Ik kan me geen betere plek bedenken om de donkere winter door te komen dan het zwoele Afrika. Daarom vertrokken Olle en ik onlangs naar Hoedspruit, waar we zullen slapen midden in de natuur.
We komen aan bij een knusse houten lodge. Nieuwsgierig open ik de houten deuren. Over de stoelen hangen warme dekens en quilts want zelfs in het warme Afrika kunnen de nachten behoorlijk fris zijn. Opeens hoor ik in de verte de magische brul van een leeuw. ‘Hallo Afrika’ zeg ik hardop tegen mezelf.
We hebben afgesproken om met Paulo, een doorgewinterde gids met een grote modderige jeep. Ik gooi mijn tassen met al mijn spullen achterin en we vertrekken. Het droge landschap kleurt goud in de ochtendzon. Tot mijn verbazing zien we hoog in de bomen vogels met lange staarten en kleine aapjes, die me nieuwsgierig achtervolgen. ‘Hou je spullen in de gaten’ zegt Paulo ‘ze zijn brutaal.’




Het is al avond als we terugkomen in de lodge en ik in mijn pyama uitgeteld neerplof op bed. Ik word blij van de kleurige Afrikaanse prints op bed en de mooie badjassen die voor ons klaarhangen in de badkamer. ‘Waarom maar 3 nachten?’ denk ik.

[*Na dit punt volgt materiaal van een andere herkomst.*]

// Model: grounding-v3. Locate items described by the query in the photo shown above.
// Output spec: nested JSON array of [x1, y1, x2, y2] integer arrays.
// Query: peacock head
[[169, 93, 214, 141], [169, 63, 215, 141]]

De natuur was prachtig, maar stiekem genoot ik het allermeest van de lange avonden in onze lodge. Olle speelde zelfbedachte liedjes op de oude piano, terwijl ik de kaarsen in de kandelaars aanstak. Ik dekte de tafel met het winterservies dat ik in de kasten vond en schonk mezelf een kop thee in. Terwijl ik de knusse lodge rondkeek, dacht ik aan thuis en aan hoe we de feestdagen altijd met de hele familie doorbrengen. Ik bedacht me dat ik de winter nooit meer ga ontvluchten, maar juist extra groots ga vieren, waar ik ook ben.